Mortgage Lenders and Administrators Statistics (Q4) - Capital Economics
UK Housing

Mortgage Lenders and Administrators Statistics (Q4)

UK Housing Market Data Response
Written by Andrew Wishart

Very high home mover activity and resilient first-time buyer demand pushed mortgage lending up to its highest level since the financial crisis at the end of last year. It’s become clear that the stamp duty holiday is only one of several reasons for the surge in buyer demand, so we now think that house prices will be resilient even when the tax break eventually ends.

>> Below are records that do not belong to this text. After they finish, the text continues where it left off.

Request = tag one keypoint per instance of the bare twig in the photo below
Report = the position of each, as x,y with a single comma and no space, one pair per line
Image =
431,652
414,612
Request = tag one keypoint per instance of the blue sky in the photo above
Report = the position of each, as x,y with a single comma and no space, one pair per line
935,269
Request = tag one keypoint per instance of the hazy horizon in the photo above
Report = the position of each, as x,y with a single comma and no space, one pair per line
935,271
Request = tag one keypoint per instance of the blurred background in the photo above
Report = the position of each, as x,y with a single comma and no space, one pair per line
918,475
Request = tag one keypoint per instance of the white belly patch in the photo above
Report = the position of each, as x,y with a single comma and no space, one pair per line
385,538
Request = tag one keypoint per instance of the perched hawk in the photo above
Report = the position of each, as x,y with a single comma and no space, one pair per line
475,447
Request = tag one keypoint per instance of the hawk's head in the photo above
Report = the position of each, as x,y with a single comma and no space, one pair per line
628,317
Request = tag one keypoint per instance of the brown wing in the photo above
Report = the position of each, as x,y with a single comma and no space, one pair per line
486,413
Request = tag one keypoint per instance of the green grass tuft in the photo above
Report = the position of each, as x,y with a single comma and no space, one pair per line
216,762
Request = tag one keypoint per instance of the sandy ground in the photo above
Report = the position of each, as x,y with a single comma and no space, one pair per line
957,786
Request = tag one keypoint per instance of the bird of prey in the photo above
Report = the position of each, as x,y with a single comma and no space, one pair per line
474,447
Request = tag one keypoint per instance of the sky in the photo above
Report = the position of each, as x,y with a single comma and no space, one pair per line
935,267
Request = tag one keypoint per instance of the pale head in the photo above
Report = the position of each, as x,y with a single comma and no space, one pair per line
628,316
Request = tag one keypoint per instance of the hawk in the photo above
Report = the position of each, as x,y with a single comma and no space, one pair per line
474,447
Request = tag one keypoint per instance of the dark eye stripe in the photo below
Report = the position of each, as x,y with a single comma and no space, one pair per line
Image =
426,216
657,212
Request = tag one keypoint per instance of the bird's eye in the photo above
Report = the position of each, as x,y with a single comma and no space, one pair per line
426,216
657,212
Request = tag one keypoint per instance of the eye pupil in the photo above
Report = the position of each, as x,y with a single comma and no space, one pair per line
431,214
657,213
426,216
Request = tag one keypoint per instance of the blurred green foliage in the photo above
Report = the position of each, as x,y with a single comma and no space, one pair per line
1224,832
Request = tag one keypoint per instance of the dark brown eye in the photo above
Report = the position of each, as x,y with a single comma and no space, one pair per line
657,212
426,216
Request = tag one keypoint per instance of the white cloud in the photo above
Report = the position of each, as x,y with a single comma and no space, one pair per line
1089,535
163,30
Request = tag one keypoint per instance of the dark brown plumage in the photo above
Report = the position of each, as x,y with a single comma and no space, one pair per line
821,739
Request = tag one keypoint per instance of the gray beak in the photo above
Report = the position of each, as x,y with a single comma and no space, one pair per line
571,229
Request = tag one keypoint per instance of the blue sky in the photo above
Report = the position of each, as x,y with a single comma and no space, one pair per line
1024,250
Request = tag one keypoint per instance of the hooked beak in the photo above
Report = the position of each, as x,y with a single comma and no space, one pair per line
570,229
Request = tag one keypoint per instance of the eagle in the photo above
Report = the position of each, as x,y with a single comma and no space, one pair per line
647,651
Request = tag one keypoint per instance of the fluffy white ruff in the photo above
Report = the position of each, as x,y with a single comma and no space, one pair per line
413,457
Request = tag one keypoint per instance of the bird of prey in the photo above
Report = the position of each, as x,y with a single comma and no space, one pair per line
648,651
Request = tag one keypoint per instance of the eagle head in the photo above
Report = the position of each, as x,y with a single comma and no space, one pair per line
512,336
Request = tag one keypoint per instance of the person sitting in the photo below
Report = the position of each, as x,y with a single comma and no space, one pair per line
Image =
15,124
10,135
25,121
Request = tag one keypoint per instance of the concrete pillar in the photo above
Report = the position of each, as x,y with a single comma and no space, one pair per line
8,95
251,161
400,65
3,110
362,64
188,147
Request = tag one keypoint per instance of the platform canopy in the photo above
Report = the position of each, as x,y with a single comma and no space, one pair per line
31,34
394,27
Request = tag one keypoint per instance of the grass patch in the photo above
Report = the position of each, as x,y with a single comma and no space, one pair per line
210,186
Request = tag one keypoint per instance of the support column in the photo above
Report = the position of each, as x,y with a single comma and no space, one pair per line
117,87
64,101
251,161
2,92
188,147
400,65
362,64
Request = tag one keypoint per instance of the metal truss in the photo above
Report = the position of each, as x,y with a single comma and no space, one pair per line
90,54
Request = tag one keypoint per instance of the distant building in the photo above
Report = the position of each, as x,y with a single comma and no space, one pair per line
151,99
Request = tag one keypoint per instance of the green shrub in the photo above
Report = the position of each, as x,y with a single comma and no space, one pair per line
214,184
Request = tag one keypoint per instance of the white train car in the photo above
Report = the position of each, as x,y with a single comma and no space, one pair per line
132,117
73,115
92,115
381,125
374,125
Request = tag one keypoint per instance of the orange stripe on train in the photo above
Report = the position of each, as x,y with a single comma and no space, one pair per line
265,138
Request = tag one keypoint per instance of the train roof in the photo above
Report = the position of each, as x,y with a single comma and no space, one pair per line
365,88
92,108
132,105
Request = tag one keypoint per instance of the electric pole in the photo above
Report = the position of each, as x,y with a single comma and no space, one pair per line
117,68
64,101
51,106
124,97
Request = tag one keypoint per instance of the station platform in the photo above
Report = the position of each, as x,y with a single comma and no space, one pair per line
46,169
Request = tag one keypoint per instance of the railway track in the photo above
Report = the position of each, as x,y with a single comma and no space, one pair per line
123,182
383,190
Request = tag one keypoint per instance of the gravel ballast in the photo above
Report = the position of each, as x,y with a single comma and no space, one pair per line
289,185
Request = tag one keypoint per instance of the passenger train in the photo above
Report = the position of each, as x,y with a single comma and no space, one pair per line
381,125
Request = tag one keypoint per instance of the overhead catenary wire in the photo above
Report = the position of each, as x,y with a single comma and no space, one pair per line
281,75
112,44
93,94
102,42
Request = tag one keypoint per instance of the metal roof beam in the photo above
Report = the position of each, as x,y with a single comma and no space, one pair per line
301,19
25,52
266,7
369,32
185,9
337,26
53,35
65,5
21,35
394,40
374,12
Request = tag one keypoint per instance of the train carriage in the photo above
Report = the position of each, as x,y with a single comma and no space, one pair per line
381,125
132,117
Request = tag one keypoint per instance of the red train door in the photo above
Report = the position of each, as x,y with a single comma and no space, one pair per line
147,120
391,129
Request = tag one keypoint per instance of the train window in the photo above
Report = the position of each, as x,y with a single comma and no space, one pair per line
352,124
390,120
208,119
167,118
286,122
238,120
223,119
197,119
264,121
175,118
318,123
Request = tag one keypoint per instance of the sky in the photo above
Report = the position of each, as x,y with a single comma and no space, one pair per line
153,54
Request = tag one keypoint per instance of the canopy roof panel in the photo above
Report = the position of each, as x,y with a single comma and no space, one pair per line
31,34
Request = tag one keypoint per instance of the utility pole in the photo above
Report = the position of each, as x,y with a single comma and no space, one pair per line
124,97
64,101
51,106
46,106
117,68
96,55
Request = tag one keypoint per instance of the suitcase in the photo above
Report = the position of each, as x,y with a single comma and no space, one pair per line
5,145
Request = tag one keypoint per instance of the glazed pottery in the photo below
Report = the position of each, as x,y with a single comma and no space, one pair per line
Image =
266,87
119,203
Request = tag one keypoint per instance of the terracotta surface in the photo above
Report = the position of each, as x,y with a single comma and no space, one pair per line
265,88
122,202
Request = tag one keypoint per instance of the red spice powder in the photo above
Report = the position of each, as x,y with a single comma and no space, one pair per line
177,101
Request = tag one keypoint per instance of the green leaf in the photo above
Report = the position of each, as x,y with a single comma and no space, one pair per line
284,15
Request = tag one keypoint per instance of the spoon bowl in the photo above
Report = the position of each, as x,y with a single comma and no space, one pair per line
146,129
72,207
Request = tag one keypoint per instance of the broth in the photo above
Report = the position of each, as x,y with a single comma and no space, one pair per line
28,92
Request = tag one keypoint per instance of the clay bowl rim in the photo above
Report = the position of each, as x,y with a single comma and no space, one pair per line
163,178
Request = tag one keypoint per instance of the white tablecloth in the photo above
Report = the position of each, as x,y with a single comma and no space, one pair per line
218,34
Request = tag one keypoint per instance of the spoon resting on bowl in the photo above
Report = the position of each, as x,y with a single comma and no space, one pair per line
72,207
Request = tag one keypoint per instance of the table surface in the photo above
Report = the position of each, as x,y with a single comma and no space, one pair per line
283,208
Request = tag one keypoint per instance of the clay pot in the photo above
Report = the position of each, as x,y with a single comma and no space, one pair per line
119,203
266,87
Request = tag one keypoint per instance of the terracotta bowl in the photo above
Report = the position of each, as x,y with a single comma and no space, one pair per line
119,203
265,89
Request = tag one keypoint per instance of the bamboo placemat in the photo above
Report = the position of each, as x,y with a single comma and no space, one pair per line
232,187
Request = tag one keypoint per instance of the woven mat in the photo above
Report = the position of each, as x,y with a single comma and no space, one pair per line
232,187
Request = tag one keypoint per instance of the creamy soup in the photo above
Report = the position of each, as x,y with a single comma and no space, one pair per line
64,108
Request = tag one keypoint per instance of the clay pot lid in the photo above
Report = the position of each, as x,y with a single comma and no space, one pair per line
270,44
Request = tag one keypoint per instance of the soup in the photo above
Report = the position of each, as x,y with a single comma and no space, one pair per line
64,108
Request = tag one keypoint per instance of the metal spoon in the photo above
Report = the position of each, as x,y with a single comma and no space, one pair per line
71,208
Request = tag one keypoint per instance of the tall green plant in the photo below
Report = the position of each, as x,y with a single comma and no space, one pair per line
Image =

Home movers drive strong lending

  • Very high home mover activity and resilient first-time buyer demand pushed mortgage lending up to its highest level since the financial crisis at the end of last year. It’s become clear that the stamp duty holiday is only one of several reasons for the surge in buyer demand, so we now think that house prices will be resilient even when the tax break eventually ends. (See here.)
  • The Mortgage Lenders and Administrators Statistics for Q4 released by the Bank of England this morning confirm that mortgage lending reached a post-financial crisis peak. Net advances rose by 32% y/y to the highest amount since Q3 2008. And new commitments (lending agreed to be advanced in the coming months) were up 24% y/y, to the highest level since Q3 2007.
  • Lending has surged despite an increase in deposit sizes and banks’ interest margins. Among new mortgage lending to owner occupiers, the share of advances with an LTV of over 90% has continued to fall, to 1.4% in Q4 from 4.0% in Q3 and 6.5% a year earlier. Despite the increase in deposit size that implies, the share of mortgage advances with an interest rate less than 2ppts above bank rate fell to 65% in Q4, from 74% in Q3 and 85% a year earlier.
  • Remarkably despite this, first-time buyers have maintained their market share. The share of mortgage advances to first-time buyers has risen from 21.4% at the end of last year to 24.3% now. (See Chart 1.) That is consistent with lockdown savings allowing many first-time buyers to upsize their deposit. (See here.)
  • But it was been home movers that were the driving force of very high mortgage lending activity. Indeed, the share of mortgage advances issued to home movers rose to 39.6% in Q4, its highest since Q3 2010. (See Chart 1 again). Back then, the increase in movers’ market share was down to other parts of the market collapsing, as opposed to the widespread strength at present. High home mover activity is one explanation why remortgaging has been muted, as households are upping sticks instead. Difficulty remortgaging while furloughed is likely another.
  • While credit conditions have tightened in terms of the LTV ratio and interest rates on new lending (although the former may partly be a compositional effect from low remortgaging), loan-to-income ratios have risen which has helped to push up house prices. The proportion of lending to single borrowers with an LTI ratio of over four and joint income borrowers with an LTI ratio of over three rose by 2ppts to 50.2%, continuing an upward trend that has been in place since 2007 and supported by falling interest rates.